Akhir dari layang-layang putus adalah menjadi sampah yang tidak berguna, ia akan dihancurkan oleh alam, disingkirkan oleh manusia dan dihilangkan dari dunia. Demikianlah tamsil dari sebuah layang-layang, ketika dalam proses pembuatannya ia akan ditimang-timang kemudian di pajang di toko mainan atau penjual pinggir jalan. Ia menarik mata bagi yang menyukainya, dengan beberapa rupiah ia akan dibawa pulang ke rumah. Menjadi mainan dan memberi kebahagiaan bagi pemiliknya, ia akan terbang bersama dengan keceriaan dari mereka yang menerbangkannya. Melayang di awang-awang dan memberi kesan menawan bagi yang melihatnya, itulah masa puncak bagi layang-layang. Jika tiba-tiba karena tali atau benang yang mengikatnya terlepas atau terputus maka dia akan melayang tanpa aturan, terbawa angin yang membawanya ke suatu tempat yang tidak pernah terpikirkan sebelumnya.

Manusia di dunia pun demikian adanya, ia hadir ke dunia karena kehendak dari Allah Ta’ala, berawal dari alam arwah, lalu ke alam rahim dan akhirnya sampai di dunia. Takdir Allah tidak akan pernah lepas darinya, namun dia diberikan kebebasan untuk berusaha, berikhtiar dan berkehendak selama di dunia. Ia bisa terbang tinggai ke angkasa, memesona bagi yang melihatnya, membuat bahagia siapa saja yang bersamanya. Namun ketika ia lepas dari syariahNya, baik itu disengaja atau tidak sengaja karena hawanya maka ia akan seperti layang-layang yang terombang-ambing oleh angin. Bahkan ia tidak mampu menguasai dirinya sendiri, melayang dan terseret angin ke tempat yang membawa kepada kebinasaannya.

Akhir dari layangan putus adalah menjadi benda yang tiada guna, seperti manusia yang terlepas dari segala aturan syariahNya ia menjadi hina bahkan lebih hina dari binatang melata. Ia tidak berguna karena tidak bisa lagi disebut sebagai manusia, namun raga yang terbalut hawa. Jiwanya telah mati, dan menolak dari segala kebenaran yang datang dari Sang Ilahi. Maka, jangan kita seperti layangan putus yang tidak ada guna, jadilah layangan yang terus berada dalam tali Allah Ta’ala, ikhtiar kita menjadi ukuran dan timbangan agar tali itu tidak diputus oleh pemiliknya. Tidak pula putus karena angin hawa yang menerpa, atau kualitas benang yang rapuh di dalamnya.

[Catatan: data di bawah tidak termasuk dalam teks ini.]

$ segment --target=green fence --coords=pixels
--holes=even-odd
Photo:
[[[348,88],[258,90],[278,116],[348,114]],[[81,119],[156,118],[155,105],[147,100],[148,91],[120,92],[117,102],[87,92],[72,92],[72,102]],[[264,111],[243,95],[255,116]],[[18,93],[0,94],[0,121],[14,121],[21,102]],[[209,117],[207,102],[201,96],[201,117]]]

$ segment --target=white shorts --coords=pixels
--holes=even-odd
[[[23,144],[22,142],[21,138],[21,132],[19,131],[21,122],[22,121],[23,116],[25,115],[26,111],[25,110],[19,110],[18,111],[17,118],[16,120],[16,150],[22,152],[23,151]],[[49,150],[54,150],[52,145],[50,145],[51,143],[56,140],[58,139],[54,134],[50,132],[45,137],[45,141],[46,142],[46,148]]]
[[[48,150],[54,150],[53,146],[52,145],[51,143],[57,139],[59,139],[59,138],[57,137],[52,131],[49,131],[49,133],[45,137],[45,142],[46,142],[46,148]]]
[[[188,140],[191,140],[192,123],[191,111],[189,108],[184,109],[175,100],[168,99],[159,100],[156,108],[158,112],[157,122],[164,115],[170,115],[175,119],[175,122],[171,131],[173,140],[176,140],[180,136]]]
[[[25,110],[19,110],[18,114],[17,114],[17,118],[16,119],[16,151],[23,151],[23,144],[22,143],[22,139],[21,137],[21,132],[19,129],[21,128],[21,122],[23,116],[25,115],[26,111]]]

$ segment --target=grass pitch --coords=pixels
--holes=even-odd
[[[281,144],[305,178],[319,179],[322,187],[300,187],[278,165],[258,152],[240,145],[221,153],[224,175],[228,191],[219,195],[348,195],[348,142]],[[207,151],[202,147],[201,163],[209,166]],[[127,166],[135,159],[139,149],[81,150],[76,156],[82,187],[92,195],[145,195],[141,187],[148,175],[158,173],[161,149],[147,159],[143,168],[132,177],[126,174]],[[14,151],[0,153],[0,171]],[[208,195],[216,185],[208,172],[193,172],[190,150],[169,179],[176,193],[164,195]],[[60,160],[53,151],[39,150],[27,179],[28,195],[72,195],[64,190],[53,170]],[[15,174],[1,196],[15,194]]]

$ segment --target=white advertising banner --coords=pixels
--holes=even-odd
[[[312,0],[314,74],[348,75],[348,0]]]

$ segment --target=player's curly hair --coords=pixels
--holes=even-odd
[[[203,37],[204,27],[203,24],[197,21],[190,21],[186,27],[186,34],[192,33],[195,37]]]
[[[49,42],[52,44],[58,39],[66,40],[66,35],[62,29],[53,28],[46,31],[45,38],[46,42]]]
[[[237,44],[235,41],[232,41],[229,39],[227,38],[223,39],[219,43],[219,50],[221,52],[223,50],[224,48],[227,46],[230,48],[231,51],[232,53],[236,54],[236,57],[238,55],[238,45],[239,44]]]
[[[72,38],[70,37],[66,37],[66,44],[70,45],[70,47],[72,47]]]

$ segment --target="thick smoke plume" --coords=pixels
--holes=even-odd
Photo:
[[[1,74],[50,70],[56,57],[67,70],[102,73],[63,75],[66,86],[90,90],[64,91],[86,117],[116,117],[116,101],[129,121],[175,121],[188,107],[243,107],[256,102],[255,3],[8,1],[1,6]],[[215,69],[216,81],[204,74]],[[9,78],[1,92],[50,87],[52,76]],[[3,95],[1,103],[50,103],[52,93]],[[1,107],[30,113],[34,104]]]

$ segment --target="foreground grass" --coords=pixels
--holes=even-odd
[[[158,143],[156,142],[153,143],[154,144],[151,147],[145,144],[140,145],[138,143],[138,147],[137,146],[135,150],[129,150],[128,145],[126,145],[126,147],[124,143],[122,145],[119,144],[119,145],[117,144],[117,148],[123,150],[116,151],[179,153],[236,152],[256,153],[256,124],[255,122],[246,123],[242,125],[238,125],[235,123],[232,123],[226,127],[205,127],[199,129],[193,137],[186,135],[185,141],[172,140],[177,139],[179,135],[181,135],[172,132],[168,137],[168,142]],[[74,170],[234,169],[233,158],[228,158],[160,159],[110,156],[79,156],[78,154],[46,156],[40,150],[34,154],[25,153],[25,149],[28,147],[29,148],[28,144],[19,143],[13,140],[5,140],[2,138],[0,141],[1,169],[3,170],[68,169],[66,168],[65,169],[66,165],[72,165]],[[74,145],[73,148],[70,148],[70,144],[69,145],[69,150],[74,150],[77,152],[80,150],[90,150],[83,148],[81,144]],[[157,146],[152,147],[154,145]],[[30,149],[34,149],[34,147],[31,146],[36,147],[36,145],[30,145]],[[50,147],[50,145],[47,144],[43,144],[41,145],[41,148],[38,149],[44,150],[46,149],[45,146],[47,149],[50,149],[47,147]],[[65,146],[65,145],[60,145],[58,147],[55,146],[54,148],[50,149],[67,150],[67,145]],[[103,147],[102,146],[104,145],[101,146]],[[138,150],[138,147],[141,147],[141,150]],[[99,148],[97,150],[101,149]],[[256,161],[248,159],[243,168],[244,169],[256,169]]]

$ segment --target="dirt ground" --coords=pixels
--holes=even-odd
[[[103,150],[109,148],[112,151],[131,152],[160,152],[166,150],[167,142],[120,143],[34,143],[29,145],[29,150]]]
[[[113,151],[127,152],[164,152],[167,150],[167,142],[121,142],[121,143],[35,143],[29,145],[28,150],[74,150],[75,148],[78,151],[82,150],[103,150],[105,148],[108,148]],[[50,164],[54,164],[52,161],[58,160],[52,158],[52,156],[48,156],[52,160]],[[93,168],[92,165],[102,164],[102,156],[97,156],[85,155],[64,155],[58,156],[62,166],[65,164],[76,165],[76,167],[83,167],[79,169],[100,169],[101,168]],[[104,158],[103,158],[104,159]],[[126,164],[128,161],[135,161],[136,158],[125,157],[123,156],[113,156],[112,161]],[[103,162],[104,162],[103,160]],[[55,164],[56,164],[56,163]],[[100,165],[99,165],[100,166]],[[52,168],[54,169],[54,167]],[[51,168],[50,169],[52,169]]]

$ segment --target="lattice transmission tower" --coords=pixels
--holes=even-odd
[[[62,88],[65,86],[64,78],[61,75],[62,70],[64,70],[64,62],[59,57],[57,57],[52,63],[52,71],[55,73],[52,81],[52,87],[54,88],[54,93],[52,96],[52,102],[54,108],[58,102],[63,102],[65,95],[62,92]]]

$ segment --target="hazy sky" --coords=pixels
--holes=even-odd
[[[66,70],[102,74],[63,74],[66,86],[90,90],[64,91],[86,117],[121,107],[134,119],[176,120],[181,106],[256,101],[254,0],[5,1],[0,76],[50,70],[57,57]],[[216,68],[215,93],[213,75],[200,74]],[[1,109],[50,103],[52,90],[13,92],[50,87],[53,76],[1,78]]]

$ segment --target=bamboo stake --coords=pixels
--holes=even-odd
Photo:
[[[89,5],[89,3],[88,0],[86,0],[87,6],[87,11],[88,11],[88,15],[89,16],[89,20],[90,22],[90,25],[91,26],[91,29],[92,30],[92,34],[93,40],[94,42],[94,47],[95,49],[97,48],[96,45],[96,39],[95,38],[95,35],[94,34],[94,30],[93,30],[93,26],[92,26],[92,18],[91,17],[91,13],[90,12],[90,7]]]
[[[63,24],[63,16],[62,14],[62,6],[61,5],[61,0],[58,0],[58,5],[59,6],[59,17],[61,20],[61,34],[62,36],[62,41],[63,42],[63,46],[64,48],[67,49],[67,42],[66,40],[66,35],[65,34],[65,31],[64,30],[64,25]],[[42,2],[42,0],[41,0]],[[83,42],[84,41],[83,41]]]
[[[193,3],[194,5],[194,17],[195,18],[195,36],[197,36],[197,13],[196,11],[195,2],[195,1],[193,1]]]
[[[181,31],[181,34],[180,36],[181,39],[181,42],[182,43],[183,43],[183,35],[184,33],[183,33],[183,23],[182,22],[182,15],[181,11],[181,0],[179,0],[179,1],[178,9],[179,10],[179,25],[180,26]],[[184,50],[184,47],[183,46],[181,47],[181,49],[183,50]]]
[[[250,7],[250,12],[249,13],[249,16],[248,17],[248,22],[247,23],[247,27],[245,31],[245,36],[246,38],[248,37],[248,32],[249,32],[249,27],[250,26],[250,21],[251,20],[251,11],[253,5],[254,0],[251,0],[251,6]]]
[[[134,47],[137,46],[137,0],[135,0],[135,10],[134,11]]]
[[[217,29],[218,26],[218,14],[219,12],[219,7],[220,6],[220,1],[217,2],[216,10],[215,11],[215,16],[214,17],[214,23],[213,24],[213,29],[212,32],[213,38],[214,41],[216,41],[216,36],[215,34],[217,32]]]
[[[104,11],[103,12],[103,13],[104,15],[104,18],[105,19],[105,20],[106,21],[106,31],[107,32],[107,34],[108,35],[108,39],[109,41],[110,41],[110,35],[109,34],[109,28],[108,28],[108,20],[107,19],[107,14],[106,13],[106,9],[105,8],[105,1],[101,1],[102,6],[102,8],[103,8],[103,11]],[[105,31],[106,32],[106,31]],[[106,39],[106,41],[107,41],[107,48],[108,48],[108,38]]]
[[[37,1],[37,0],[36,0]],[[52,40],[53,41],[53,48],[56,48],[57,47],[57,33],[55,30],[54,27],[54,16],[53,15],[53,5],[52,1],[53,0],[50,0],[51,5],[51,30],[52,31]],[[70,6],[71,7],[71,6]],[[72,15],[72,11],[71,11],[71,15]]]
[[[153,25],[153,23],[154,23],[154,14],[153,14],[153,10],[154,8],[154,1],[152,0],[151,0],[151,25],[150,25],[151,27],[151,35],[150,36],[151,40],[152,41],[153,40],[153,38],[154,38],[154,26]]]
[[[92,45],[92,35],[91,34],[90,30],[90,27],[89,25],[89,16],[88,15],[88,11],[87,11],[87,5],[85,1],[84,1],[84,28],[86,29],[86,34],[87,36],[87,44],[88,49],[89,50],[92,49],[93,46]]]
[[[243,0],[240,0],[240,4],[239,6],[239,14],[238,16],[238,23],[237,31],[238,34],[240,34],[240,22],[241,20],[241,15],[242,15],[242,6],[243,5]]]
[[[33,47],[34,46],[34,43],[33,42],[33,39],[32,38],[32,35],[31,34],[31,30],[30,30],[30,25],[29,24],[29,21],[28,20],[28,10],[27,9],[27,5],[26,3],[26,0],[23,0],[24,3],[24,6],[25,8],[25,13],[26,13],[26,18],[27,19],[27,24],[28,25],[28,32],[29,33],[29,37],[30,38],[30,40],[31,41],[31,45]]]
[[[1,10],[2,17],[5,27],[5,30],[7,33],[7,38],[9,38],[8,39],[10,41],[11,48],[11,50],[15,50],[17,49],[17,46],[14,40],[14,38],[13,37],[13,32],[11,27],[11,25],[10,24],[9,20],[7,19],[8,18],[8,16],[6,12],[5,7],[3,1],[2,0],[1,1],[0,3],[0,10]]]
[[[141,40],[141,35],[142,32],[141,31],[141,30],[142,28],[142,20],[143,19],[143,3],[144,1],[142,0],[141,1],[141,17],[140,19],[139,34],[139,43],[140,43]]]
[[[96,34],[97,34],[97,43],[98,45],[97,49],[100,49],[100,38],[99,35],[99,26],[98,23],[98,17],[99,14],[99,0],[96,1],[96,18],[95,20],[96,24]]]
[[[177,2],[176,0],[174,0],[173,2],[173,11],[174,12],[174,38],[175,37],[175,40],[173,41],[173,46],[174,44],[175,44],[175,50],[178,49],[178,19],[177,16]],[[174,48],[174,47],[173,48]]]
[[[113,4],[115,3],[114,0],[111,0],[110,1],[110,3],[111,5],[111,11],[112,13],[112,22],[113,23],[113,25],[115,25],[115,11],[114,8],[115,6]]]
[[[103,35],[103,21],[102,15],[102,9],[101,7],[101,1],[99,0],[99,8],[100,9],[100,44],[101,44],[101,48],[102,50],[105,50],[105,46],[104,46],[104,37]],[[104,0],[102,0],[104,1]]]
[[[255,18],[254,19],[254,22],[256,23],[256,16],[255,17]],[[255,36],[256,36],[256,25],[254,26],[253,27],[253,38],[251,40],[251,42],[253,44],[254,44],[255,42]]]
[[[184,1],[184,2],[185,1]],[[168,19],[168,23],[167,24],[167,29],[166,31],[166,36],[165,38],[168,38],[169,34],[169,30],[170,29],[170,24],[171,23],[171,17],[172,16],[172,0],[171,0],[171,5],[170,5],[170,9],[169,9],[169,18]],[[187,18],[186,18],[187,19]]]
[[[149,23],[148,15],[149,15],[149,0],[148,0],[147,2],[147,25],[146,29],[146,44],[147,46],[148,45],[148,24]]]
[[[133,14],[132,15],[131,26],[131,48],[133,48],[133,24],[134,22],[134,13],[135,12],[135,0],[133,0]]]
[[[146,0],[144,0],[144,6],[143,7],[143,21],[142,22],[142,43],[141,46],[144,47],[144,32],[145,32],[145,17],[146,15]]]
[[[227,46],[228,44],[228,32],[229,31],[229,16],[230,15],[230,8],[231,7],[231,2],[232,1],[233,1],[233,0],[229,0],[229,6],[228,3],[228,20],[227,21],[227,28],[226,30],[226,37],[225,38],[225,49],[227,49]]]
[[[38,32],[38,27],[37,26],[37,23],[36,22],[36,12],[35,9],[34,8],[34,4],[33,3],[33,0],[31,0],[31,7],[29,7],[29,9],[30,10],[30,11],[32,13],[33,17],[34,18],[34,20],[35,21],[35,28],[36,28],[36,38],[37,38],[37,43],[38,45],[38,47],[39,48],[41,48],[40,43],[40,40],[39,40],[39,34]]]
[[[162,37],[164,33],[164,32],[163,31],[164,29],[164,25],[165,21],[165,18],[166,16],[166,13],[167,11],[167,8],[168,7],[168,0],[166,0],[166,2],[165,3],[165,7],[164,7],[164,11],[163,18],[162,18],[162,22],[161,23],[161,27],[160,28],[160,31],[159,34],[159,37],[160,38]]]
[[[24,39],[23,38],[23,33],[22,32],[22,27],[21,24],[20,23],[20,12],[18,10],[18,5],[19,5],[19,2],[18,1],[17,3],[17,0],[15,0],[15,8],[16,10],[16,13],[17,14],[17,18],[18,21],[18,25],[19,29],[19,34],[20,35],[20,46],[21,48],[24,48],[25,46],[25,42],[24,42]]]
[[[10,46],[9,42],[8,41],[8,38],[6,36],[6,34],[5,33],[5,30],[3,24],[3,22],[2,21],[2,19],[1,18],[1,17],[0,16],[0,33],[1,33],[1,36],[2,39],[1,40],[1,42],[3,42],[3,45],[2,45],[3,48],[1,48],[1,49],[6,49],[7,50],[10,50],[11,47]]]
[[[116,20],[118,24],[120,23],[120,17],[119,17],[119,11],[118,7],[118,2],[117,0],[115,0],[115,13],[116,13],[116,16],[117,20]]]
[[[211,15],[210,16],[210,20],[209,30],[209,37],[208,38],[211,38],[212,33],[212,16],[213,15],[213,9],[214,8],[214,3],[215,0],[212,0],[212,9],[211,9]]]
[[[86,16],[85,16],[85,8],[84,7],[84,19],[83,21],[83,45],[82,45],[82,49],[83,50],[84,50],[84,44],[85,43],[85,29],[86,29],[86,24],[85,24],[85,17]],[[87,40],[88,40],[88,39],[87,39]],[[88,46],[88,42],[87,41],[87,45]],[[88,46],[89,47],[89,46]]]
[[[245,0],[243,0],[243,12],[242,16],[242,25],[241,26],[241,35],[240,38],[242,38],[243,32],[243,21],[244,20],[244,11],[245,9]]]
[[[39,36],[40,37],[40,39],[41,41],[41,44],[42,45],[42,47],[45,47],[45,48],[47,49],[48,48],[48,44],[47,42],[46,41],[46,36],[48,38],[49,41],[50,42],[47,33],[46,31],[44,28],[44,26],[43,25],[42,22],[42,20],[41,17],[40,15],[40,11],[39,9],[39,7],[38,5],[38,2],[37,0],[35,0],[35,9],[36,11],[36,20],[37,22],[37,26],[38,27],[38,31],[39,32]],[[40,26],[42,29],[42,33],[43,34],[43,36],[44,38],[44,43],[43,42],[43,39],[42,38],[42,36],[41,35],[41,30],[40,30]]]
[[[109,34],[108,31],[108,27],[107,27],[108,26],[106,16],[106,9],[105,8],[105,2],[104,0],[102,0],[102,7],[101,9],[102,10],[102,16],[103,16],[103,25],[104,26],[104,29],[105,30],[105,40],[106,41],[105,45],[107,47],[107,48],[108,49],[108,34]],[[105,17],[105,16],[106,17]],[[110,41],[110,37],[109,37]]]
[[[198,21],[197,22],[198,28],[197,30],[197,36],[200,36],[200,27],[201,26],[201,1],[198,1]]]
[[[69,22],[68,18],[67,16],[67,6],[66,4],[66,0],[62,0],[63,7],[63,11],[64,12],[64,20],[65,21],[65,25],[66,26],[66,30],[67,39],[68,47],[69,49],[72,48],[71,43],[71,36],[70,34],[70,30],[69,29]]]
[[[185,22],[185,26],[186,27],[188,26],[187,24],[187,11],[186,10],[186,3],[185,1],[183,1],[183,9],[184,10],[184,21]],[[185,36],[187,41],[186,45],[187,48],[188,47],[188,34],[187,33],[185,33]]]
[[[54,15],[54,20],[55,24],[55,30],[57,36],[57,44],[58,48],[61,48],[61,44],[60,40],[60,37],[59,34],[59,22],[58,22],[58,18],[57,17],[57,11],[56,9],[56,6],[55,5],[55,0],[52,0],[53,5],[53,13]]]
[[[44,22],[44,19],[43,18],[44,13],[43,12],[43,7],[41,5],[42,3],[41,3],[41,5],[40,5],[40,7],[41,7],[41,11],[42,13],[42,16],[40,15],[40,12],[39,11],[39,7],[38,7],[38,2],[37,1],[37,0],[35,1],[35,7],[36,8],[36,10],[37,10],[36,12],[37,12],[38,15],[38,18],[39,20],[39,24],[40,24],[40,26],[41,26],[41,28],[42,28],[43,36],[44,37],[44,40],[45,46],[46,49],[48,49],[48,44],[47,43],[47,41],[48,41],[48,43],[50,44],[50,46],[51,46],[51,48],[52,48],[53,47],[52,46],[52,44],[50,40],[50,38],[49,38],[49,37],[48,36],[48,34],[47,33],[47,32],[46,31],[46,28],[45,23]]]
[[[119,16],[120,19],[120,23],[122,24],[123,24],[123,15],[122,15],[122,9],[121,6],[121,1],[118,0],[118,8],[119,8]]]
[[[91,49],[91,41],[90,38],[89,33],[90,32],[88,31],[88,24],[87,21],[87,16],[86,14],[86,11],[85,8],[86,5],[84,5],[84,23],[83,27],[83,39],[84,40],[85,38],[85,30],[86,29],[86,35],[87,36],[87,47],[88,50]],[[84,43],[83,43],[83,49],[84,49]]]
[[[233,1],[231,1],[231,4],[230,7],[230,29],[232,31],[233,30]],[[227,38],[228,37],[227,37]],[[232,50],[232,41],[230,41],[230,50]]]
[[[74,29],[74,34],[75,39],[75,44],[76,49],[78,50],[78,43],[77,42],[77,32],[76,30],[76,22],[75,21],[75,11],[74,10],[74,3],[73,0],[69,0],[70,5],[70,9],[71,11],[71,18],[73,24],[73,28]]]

Semoga kita menjadi hamba yang selalu dapat menjalankan seluruh syariatNya, layangan putus hanya tamsil betapa sejatinya kita hina jika tidak lagi memiliki makna bagi pemilikNya. Pemilik, Pencipta dan Ilaah (Sesembahan) kita adalah Allah Ta’ala, maka selalu kita mendekatkan diri kepadaNya. 04032022.